No more wasting time. No more running. He was ready to take on the future, with Stella. “Let’s get married.”

She looked at her IV bag quickly, then back at him. “Did I hear you say what I think or are the pain meds messing with my head?”

“Stella, I mean every word. I want us to get married and if you’re not ready to talk about that now, I’ll wait until you’re feeling better. Hell, I’ll wait however long it takes because I’m not giving up on us again.”

“What about your concerns? You have some very real worries and while I believe in you, I don’t take those lightly.” Wary hope flickered through her eyes and he hated that she had to wonder or doubt him.

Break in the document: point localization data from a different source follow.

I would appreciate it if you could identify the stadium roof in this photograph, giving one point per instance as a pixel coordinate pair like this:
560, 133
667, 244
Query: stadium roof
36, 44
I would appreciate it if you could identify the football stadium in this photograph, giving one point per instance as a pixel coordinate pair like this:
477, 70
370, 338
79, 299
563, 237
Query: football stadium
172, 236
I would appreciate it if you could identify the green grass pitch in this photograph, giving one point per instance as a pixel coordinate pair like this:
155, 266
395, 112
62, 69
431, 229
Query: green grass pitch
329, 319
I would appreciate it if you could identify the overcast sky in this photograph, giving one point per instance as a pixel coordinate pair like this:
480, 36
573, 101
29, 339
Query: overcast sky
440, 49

He lowered the bed rail and sat beside her, cautiously so as not to jostle her. He checked the half-empty bag of fluid and the machine blipping her vitals. Satisfied she was okay, he settled beside her. “I want to be with you. Period. I’m f**king miserable without you.”

“So romantically spoken.” She rested her head against his shoulder, toying with the chain on his dog tags until they slid free from under his T-shirt.

“But from the heart. And actually, it’s the logical, practical truth, just the way you like it.” He clasped her hand and pressed it against his chest right over his pulse pounding for her. “When I’m with you, I don’t fear the future anymore. I want it all, as long as we’re together.”

She started to answer but he needed to tell her everything. He wanted her to understand how much peace she brought him.

“Before you say anything, I’m willing to revisit the issue of kids.”

Her eyes went wide with shock, and she wasn’t blinking anything, much less Morse code. “I’m listening.”

This part was still tough for him to wrap his brain around, but it was getting easier. And he had faith now that he could be a part of a healthy relationship, with Stella. “I would just ask that we wait to have children until I’m out of the field so there would be less pressure on… our family.”

Was it wishful thinking, or did some color flood back into her cheeks? She looked so damn happy she practically glowed.

“That sounds good, really good.” Her fingers caressed along his heart, grasping a handful of his shirt. “After what I’ve been through with my mother, you won’t hear any argument from me on that part. Are you sure, though? I don’t want you to make spur-of-the-moment promises because of what happened last night.”

“It’s not spur-of-the-moment. It’s been a slow and steady build to the realization that I’m not my mother or my sister. I’ve been through the worst stress imaginable in the last month and a half, and I haven’t thought of taking a drink.” He rubbed his cheek gently against the top of her head on the uninjured side. “I’ve only thought of you and how to make you happy.”